By itself it doesn't do much. Although with most browsers, starting a new paragraph does have the effect of skipping a line.

 <BODY> <P>Something Classical</P> <P>The Cleisthenic redistribution of the Attic Tribes</P> 
</BODY> 


Something Classical

The Cleisthenic redistribution of the Attic Tribes

This <P> tag is good for aligning text:.

 <BODY> 
<P ALIGN="left">Something Classical</P> <P ALIGN="center">Aristophanes' Humour</P> <P ALIGN="right">The Wasps</P> <P ALIGN="left"> Something 
Classical<BR>Something Classical<BR>Aristophanes' Humour</P> <P 
ALIGN="center"> Something Classical<BR>Aristophanes' Humour<BR>The wasps</P> <P ALIGN="right"> 
Something Classical<BR>Aristophanes' Humour <BR>The Wasps</P> 
</BODY> 


Something Classical

Aristophanes' Humour

The Wasps

Something Classical
Aristophanes' Humour
The Wasps

Something Classical
Aristophanes' Humpor
The Wasps

SomethingClassical
Aristophanes' Humour
The Wasps

Something about the <P> tag... although in the examples above I used a closing tag (</P>), it is not entirely necessary. Nearly all browsers will assume that when a new <P>aragraph has begun, the old one must have ended. So...

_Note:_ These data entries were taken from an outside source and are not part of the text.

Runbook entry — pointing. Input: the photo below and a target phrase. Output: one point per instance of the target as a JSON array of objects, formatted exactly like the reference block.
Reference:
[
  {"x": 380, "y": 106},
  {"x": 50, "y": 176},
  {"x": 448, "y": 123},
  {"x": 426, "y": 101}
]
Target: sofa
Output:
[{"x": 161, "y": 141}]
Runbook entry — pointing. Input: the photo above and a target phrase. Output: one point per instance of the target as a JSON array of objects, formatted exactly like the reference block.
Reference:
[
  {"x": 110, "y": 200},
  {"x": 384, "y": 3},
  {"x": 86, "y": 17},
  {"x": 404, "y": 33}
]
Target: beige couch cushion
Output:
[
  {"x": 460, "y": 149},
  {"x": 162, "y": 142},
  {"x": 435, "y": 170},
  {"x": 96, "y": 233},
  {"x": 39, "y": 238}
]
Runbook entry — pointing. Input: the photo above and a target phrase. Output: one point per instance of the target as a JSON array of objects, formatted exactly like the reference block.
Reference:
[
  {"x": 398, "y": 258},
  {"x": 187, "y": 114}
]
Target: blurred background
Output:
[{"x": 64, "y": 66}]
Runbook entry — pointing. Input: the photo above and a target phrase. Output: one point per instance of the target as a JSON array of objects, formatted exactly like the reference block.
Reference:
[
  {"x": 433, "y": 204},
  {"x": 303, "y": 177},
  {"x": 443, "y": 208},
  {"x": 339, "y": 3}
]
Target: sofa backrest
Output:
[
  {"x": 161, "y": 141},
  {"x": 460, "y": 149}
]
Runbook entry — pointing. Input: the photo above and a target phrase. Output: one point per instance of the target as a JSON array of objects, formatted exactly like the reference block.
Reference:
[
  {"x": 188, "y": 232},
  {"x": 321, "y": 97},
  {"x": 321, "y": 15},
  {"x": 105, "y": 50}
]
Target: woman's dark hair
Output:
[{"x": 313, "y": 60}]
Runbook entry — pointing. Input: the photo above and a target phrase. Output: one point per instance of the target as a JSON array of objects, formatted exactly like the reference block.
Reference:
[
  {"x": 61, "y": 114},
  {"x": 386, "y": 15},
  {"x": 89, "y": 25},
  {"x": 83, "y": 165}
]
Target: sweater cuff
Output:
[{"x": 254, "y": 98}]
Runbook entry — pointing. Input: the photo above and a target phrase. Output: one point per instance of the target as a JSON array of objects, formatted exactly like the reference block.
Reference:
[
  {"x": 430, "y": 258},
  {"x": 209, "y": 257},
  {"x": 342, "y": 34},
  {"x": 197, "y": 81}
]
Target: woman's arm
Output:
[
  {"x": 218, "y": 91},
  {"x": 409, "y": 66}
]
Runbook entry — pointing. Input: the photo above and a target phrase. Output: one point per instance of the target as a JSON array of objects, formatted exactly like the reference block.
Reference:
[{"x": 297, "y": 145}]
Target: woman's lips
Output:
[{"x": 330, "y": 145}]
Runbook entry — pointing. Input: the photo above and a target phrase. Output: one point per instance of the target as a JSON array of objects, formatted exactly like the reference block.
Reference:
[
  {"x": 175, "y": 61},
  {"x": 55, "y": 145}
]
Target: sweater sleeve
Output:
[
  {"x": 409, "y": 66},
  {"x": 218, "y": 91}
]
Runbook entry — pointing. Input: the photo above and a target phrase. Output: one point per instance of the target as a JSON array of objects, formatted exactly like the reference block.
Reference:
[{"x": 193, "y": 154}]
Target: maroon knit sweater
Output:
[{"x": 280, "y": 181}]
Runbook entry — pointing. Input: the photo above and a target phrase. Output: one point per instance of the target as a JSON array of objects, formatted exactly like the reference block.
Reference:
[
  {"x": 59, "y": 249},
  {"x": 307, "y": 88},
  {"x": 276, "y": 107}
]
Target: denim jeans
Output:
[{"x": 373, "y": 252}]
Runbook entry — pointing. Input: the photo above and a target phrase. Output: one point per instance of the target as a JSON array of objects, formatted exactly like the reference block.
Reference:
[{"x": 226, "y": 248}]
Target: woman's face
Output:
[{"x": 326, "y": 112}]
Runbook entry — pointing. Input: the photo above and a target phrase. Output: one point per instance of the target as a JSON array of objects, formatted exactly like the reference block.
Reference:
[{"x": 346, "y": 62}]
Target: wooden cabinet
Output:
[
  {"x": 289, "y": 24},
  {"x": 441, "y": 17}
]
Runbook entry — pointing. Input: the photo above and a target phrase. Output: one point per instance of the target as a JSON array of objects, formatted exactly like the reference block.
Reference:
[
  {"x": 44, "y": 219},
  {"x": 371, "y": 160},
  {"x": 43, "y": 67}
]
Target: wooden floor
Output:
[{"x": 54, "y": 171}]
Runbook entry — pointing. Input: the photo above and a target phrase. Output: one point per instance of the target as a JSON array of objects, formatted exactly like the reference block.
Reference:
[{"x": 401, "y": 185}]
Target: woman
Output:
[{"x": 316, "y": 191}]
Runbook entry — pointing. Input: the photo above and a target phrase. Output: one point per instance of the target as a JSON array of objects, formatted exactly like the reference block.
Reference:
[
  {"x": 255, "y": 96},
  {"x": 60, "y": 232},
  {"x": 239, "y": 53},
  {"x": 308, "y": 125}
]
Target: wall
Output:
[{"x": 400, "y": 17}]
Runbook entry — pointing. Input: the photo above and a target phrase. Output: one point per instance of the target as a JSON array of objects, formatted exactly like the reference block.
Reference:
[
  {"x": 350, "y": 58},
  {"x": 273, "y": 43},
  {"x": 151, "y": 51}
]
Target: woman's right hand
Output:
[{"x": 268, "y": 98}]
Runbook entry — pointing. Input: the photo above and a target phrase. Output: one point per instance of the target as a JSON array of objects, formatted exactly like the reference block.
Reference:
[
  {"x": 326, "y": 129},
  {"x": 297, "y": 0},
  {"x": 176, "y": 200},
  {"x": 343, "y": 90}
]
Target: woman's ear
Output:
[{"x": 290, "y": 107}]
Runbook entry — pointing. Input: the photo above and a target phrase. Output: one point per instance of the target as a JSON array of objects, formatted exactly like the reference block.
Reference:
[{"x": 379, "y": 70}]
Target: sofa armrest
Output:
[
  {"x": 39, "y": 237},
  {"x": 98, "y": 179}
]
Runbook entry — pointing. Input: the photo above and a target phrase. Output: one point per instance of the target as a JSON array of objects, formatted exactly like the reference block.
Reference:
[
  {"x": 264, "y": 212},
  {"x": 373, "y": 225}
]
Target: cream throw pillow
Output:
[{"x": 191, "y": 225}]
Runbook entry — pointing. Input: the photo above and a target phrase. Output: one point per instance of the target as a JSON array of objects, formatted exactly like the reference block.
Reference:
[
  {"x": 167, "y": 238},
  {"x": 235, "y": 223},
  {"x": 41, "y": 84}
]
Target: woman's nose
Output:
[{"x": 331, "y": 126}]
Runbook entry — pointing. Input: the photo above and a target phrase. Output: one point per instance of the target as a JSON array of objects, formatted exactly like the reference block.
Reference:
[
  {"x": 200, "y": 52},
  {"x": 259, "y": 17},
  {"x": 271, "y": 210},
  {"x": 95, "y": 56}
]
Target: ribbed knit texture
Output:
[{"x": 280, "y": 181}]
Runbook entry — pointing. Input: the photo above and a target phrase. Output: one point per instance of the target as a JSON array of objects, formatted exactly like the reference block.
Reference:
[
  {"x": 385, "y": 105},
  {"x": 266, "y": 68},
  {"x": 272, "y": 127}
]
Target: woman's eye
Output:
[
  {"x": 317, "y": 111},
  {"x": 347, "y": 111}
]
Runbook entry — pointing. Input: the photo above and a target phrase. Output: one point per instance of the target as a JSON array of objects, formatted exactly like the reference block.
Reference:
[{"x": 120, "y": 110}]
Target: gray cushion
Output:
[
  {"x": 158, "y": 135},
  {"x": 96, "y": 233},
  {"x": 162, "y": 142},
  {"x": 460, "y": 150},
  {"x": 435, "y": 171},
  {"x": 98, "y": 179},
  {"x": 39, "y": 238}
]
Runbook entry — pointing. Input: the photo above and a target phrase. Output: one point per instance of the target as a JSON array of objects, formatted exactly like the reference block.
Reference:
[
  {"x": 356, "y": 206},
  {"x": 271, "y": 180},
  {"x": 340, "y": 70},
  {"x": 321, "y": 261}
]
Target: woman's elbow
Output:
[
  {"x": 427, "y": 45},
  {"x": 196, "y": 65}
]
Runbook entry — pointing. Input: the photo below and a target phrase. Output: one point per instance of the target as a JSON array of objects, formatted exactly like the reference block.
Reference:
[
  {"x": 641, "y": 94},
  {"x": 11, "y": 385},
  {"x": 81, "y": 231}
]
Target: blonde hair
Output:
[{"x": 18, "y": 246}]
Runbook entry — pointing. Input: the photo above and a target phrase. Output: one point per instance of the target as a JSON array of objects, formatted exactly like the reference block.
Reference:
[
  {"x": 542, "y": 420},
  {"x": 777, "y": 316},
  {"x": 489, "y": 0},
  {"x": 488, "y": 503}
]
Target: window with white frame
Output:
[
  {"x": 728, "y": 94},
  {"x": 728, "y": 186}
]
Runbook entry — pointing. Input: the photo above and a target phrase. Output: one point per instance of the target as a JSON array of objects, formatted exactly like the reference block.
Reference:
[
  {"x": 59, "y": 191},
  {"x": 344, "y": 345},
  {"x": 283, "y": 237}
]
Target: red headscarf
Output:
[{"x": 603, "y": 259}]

 <P>Some stuff <P>More stuff 

is the same as...

 <P>Some stuff</P> <P>More 
stuff</P> 

And one more thing before we move on, earlier we were talking about centering things. There's another way to center something: It's pretty self-explanatory. You can center one word or your whole page. Everything betwen the <CENTER> tags gets centered.